E não é apenas porque se sentem ameaçadas no quadro do jogo político e militar. Se não for para se defenderem de um ataque, é para impedirem que desrespeitem as regras do jogo, chamemos-lhes assim. E se desrespeitam as regras do jogo, há que obrigar a repor a situação e a respeitar. E se as regras do jogo permitem certos avanços para uns, também permitem para os outros, mas isto não é aceite pelos poderosos. Aliás, só há liberdade para os que podem.

Esta é a cultura dos melhores, dos heroísmos, dos invencíveis, dos laureados, dos troféus, dos pódiuns, e dos que clamam por vingança, que nem fingem acreditar na justiça.

E os melhores são aqueles que superam e vencem os desafios de salvaguarda dos valores em que acreditam. São os que ganham os jogos e os campeonatos, em todos os campos ou, pelo menos, mais do que os outros.

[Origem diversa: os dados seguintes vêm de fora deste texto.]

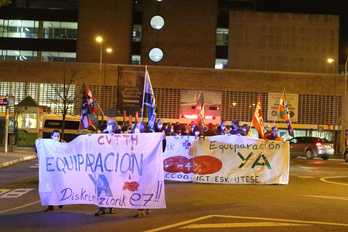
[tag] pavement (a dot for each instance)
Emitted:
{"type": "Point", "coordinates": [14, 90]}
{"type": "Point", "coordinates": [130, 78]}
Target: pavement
{"type": "Point", "coordinates": [16, 155]}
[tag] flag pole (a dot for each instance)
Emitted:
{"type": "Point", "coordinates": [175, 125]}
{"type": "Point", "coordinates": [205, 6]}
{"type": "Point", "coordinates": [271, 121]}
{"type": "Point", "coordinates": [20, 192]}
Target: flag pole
{"type": "Point", "coordinates": [142, 107]}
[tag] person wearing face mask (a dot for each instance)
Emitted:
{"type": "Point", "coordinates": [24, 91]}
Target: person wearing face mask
{"type": "Point", "coordinates": [159, 126]}
{"type": "Point", "coordinates": [141, 127]}
{"type": "Point", "coordinates": [55, 135]}
{"type": "Point", "coordinates": [111, 128]}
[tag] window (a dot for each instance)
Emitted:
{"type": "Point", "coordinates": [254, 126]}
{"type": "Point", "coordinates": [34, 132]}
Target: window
{"type": "Point", "coordinates": [18, 55]}
{"type": "Point", "coordinates": [156, 54]}
{"type": "Point", "coordinates": [157, 22]}
{"type": "Point", "coordinates": [28, 121]}
{"type": "Point", "coordinates": [58, 56]}
{"type": "Point", "coordinates": [19, 28]}
{"type": "Point", "coordinates": [59, 30]}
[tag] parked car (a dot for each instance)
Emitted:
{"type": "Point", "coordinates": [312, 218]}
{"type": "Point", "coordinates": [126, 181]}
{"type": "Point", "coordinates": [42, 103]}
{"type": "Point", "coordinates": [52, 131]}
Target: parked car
{"type": "Point", "coordinates": [345, 154]}
{"type": "Point", "coordinates": [311, 147]}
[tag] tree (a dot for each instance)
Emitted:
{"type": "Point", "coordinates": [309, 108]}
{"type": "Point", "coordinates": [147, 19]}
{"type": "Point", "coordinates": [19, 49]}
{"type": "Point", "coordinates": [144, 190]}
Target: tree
{"type": "Point", "coordinates": [5, 2]}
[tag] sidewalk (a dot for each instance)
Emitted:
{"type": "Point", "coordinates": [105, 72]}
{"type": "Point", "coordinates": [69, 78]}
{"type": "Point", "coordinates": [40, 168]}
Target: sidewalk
{"type": "Point", "coordinates": [18, 154]}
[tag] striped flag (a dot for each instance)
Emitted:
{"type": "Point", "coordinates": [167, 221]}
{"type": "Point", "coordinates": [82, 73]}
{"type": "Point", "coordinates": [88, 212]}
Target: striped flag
{"type": "Point", "coordinates": [199, 112]}
{"type": "Point", "coordinates": [258, 120]}
{"type": "Point", "coordinates": [88, 110]}
{"type": "Point", "coordinates": [149, 100]}
{"type": "Point", "coordinates": [284, 113]}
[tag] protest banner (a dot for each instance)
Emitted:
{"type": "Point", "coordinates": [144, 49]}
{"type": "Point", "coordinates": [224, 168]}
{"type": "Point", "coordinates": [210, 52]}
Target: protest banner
{"type": "Point", "coordinates": [236, 159]}
{"type": "Point", "coordinates": [118, 171]}
{"type": "Point", "coordinates": [178, 165]}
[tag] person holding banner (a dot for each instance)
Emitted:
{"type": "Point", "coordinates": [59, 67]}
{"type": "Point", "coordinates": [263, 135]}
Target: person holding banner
{"type": "Point", "coordinates": [55, 135]}
{"type": "Point", "coordinates": [140, 127]}
{"type": "Point", "coordinates": [274, 135]}
{"type": "Point", "coordinates": [235, 130]}
{"type": "Point", "coordinates": [111, 128]}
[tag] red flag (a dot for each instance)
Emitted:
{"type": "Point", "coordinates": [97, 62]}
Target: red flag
{"type": "Point", "coordinates": [283, 113]}
{"type": "Point", "coordinates": [199, 112]}
{"type": "Point", "coordinates": [88, 110]}
{"type": "Point", "coordinates": [258, 120]}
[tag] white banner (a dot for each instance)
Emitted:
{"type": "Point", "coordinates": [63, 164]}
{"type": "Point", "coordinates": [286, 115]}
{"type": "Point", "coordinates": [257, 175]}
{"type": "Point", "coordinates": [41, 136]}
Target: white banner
{"type": "Point", "coordinates": [119, 171]}
{"type": "Point", "coordinates": [177, 162]}
{"type": "Point", "coordinates": [232, 159]}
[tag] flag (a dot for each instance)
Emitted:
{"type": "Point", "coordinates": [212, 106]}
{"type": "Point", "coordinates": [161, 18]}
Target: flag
{"type": "Point", "coordinates": [149, 100]}
{"type": "Point", "coordinates": [258, 120]}
{"type": "Point", "coordinates": [283, 113]}
{"type": "Point", "coordinates": [199, 112]}
{"type": "Point", "coordinates": [88, 110]}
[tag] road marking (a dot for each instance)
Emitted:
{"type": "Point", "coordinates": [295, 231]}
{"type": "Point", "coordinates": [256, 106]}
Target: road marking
{"type": "Point", "coordinates": [328, 197]}
{"type": "Point", "coordinates": [304, 177]}
{"type": "Point", "coordinates": [309, 168]}
{"type": "Point", "coordinates": [250, 218]}
{"type": "Point", "coordinates": [235, 225]}
{"type": "Point", "coordinates": [2, 191]}
{"type": "Point", "coordinates": [19, 207]}
{"type": "Point", "coordinates": [324, 179]}
{"type": "Point", "coordinates": [15, 193]}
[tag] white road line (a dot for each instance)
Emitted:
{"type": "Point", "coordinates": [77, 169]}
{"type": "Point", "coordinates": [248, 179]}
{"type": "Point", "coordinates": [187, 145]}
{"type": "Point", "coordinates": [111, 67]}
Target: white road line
{"type": "Point", "coordinates": [328, 197]}
{"type": "Point", "coordinates": [235, 225]}
{"type": "Point", "coordinates": [249, 218]}
{"type": "Point", "coordinates": [304, 177]}
{"type": "Point", "coordinates": [324, 179]}
{"type": "Point", "coordinates": [20, 207]}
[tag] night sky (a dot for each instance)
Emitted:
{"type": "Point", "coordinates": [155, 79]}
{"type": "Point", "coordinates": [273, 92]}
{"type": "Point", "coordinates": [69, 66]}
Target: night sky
{"type": "Point", "coordinates": [332, 7]}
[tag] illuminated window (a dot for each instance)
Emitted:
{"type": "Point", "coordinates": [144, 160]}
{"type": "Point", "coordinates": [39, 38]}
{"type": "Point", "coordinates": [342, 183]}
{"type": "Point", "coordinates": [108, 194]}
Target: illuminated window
{"type": "Point", "coordinates": [59, 30]}
{"type": "Point", "coordinates": [157, 22]}
{"type": "Point", "coordinates": [28, 120]}
{"type": "Point", "coordinates": [156, 54]}
{"type": "Point", "coordinates": [19, 28]}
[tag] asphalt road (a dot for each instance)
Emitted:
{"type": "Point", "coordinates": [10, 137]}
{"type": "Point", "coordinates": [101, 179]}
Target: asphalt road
{"type": "Point", "coordinates": [314, 200]}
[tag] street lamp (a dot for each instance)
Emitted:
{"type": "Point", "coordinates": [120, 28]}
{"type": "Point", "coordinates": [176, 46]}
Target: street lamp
{"type": "Point", "coordinates": [330, 60]}
{"type": "Point", "coordinates": [99, 40]}
{"type": "Point", "coordinates": [108, 50]}
{"type": "Point", "coordinates": [345, 105]}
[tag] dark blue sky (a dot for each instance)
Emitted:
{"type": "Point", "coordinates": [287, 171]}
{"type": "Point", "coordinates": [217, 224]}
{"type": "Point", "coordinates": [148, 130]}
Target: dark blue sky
{"type": "Point", "coordinates": [332, 7]}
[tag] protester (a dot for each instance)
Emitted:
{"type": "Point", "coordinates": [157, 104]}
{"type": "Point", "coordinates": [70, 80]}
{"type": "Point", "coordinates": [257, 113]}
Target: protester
{"type": "Point", "coordinates": [246, 129]}
{"type": "Point", "coordinates": [140, 127]}
{"type": "Point", "coordinates": [55, 135]}
{"type": "Point", "coordinates": [235, 130]}
{"type": "Point", "coordinates": [111, 128]}
{"type": "Point", "coordinates": [211, 130]}
{"type": "Point", "coordinates": [274, 135]}
{"type": "Point", "coordinates": [268, 132]}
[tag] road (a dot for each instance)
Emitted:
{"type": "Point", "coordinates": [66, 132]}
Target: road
{"type": "Point", "coordinates": [314, 200]}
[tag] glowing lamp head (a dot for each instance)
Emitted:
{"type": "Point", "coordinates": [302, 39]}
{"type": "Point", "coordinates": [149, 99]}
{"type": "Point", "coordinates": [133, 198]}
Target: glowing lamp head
{"type": "Point", "coordinates": [99, 39]}
{"type": "Point", "coordinates": [330, 60]}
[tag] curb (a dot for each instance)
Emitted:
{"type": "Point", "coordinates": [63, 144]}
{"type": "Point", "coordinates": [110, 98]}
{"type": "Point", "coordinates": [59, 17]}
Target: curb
{"type": "Point", "coordinates": [18, 160]}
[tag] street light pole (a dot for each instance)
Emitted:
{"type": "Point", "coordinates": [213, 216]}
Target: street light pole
{"type": "Point", "coordinates": [108, 50]}
{"type": "Point", "coordinates": [330, 60]}
{"type": "Point", "coordinates": [99, 40]}
{"type": "Point", "coordinates": [345, 105]}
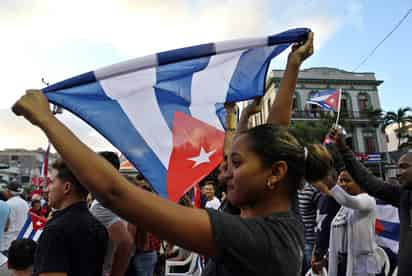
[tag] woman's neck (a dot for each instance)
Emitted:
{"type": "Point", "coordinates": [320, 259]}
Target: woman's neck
{"type": "Point", "coordinates": [266, 207]}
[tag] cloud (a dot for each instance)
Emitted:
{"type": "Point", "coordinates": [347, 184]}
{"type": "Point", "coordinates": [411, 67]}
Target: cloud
{"type": "Point", "coordinates": [57, 39]}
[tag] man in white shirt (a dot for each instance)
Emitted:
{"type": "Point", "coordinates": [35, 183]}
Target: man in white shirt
{"type": "Point", "coordinates": [120, 242]}
{"type": "Point", "coordinates": [209, 192]}
{"type": "Point", "coordinates": [18, 213]}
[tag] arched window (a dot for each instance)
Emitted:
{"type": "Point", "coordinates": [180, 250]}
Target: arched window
{"type": "Point", "coordinates": [345, 103]}
{"type": "Point", "coordinates": [363, 102]}
{"type": "Point", "coordinates": [371, 143]}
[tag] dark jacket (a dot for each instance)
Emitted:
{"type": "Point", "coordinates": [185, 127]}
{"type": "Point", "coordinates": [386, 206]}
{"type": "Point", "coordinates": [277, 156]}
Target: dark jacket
{"type": "Point", "coordinates": [392, 194]}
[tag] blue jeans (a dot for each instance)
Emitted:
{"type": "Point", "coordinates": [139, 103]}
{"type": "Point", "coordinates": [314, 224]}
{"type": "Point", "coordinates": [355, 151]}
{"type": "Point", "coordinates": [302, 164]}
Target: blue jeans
{"type": "Point", "coordinates": [307, 257]}
{"type": "Point", "coordinates": [144, 263]}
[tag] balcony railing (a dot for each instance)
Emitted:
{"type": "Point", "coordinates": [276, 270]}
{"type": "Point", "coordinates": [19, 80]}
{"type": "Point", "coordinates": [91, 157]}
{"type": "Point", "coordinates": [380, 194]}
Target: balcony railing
{"type": "Point", "coordinates": [318, 114]}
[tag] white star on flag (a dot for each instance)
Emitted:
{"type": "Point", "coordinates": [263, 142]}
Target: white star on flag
{"type": "Point", "coordinates": [203, 157]}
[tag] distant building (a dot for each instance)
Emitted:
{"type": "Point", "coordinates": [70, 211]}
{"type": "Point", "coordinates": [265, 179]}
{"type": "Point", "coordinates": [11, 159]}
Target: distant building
{"type": "Point", "coordinates": [360, 95]}
{"type": "Point", "coordinates": [392, 138]}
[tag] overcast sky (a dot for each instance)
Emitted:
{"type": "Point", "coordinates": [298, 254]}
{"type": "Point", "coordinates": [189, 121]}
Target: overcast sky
{"type": "Point", "coordinates": [55, 40]}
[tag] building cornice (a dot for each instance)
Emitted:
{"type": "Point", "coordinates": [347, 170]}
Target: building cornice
{"type": "Point", "coordinates": [331, 81]}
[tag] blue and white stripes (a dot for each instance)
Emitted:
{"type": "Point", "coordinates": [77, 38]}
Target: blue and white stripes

Os melhores no sentido de terem mais bondade, de se tornarem mais solidários, pacíficos, tolerantes, empáticos, dotados de compaixão, de paciência, de generosidade, companheirismo e de amor pelos outros, não deixam de ser, como os outros, expressão e fruto da cultura, mas não há competição nestes domínios.

É lancinante pensar que o dever-ser que a cultura é, seja expressão de sabedoria. Principalmente, quando são os melhores, sempre em nome do que “escolhem”, ou “elegem” como melhor, a perpetrar o pior.

domingo, 11 de abril de 2021

Arbitragens e batota

A cultura partidária, clubística, religiosa, comercial, mercantil, não escapam de uma determinante, que a todos entristece, ou exalta de euforia, consoante as coisas sejam desfavoráveis ou favoráveis.

Essa determinante, que em minha opinião, só por si, já justificaria que não há justiça privada (justiça privada é um contrassenso), é a mesma que faz que alguém acredite que o seu Deus é mais forte que o dos outros, que justo é o que lhe é favorável (o que for desfavorável é sempre injusto), que nenhum partido esteja na política para promover as melhores escolhas e soluções, em geral e abstracto, mas para impor as suas escolhas e soluções como sendo as melhores, do mesmo modo que jogar é para ganhar.

E, quando se trata de inimigos, já nem é um jogo, mas uma guerra. Os inimigos nunca têm razão. Esta mentalidade arcaica, no fundo, embora saiba que a batota não faz parte do jogo e não a aceite, também está construída sobre a constatação, ou a convicção, da sua inevitabilidade.

Por mais que a odiemos e haja a preocupação educacional de a mascarar com a eloquência de grandes e belos princípios e leis e símbolos e hinos, templos e basílicas.

Nascemos e crescemos a ser educados nas virtudes como se elas fossem universais, mas cedo aprendemos que o egoísmo e a disputa pelos interesses é que são a regra, são promovidos como ideologia estrutural, e até como um valor.

Assim, todos os árbitros são maus quando arbitram contra nós. Mas isso também é o que faz deles bons para os outros, quando beneficiam da arbitragem.